Another concern regarding mutual funds is that investors are not ready to trust mutual fund distributors. However, you can put aside your worries. Even in the worst-case scenario, if the distributor were to close shop, you can always approach the parent asset management company and redeem the units you own.

Different Types of Risks associated with mutual funds

Mutual funds have different types of risks, like:

Type of Risk Type of Investment that is Affected How can the mutual fund lose money?
Market Risk All investment types The value of your mutual fund scheme could reduce due to fluctuations in the market.
Liquidity Risk All investment types Your mutual fund scheme may not be able to sell units as it has declined in value, and there are no buyers
Interest Rate Risk Fixed income securities The cost of fixed income securities drops when interest rates rise.
Currency risk Investments made in a foreign currency If the foreign currency loses value, then your investment also loses a subsequent value.
Credit Risk Fixed income securities If the bond issuer cannot repay it, then the bond’s value becomes worthless.
Country Risk Foreign investments Foreign investments could decline in value due to instability, political turmoil in the country of investment.


Classification of Mutual Funds based on their Risk Levels

The AMFI (Association of Mutual Funds in India) has specific guidelines on how to classify a fund based on the associated risk levels. It has devised a risk-o-meter with five levels. The risk-o-meter is colour-coded and is easy to understand. Investors can choose a mutual fund scheme that matches their risk profile. 

Here is an explanation of the different levels of the Risk-o-meter 

  1. Low-risk

It’s the least risky of all mutual fund schemes. Mutual funds that fall under this category invest in low-risk instruments like government securities and gilt funds. However, just like all mutual funds, it doesn’t offer any guarantee of returns. 

Who is it for? It’s ideal for conservative investors looking for safe investment options.

  1. Moderately low-risk 

Mutual funds that fall under this category invest in short-term securities and bonds, which have a maturity term of 1 to 3 years. It generates lower-interest rates but comes with lower risks. 

Who is it for? Ideal for investors with an investment horizon of 2 to 3 years. 

  1. Moderate Risk 

Funds that fall under this category include monthly income plans. While the nomenclature states monthly-income, it doesn’t guarantee returns. 

Who is it for? Ideal for semi-conservative investors who want to generate decent returns while keeping their risk exposure limited. Generally, moderate risk plans work well for investors with a medium to the long-term investment horizon.

  1. Moderately High Risk 

Mutual funds that have good exposure in equities and related instruments fall under this category.
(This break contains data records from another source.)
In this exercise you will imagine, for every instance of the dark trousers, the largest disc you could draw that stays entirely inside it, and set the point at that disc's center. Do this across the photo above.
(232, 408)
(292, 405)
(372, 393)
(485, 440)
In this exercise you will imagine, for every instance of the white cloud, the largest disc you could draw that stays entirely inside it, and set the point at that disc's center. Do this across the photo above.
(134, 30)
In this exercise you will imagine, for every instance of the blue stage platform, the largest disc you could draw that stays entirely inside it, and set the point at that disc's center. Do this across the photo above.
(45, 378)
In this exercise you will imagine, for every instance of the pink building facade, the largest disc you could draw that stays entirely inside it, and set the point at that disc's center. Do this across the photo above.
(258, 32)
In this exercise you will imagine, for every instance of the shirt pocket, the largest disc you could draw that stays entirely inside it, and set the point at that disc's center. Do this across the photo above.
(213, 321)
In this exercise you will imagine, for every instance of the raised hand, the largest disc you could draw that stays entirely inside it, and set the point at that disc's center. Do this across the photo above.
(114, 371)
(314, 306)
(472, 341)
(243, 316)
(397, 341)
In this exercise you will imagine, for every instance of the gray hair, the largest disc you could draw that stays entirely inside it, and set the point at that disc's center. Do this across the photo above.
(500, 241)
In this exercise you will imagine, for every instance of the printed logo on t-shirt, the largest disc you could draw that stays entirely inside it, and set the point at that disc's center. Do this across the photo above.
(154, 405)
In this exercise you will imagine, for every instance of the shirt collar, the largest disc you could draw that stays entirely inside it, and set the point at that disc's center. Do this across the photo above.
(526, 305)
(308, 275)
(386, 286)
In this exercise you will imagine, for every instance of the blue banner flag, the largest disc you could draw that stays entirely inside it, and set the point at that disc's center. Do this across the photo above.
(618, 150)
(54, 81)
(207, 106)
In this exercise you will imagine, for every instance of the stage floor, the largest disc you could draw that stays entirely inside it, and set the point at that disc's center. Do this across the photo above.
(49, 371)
Most moderately high-risk funds are balanced, diversified and equity-oriented.

Who is it for? Suitable for investors who are looking to generate their wealth over a long period.

  1. High-risk 

Funds that fall under this category include thematic funds, sector-specific funds and international funds. 

Who is it for? Suitable for investors who want to generate high returns but can afford high risks. 


The Final Word: Are Mutual Funds Safe for Investments? 

To summarise it succinctly, mutual funds are safe for long-term investors who are looking to build their wealth. If you have an investment horizon of 3 to 5 years or more, mutual funds are an excellent investment option. 

As an investor, you should not be too worried about the short-term fluctuations of your mutual funds. By choosing the right mutual fund scheme, that matches your investment goal, investment horizon and risk appetite, you can pick a winning fund that helps in wealth generation.

However, make sure to do your homework — research on the different types of mutual fund schemes available on the market. Evaluate the market performance, the returns generated over the years and select a winning fund that suits your investment profile.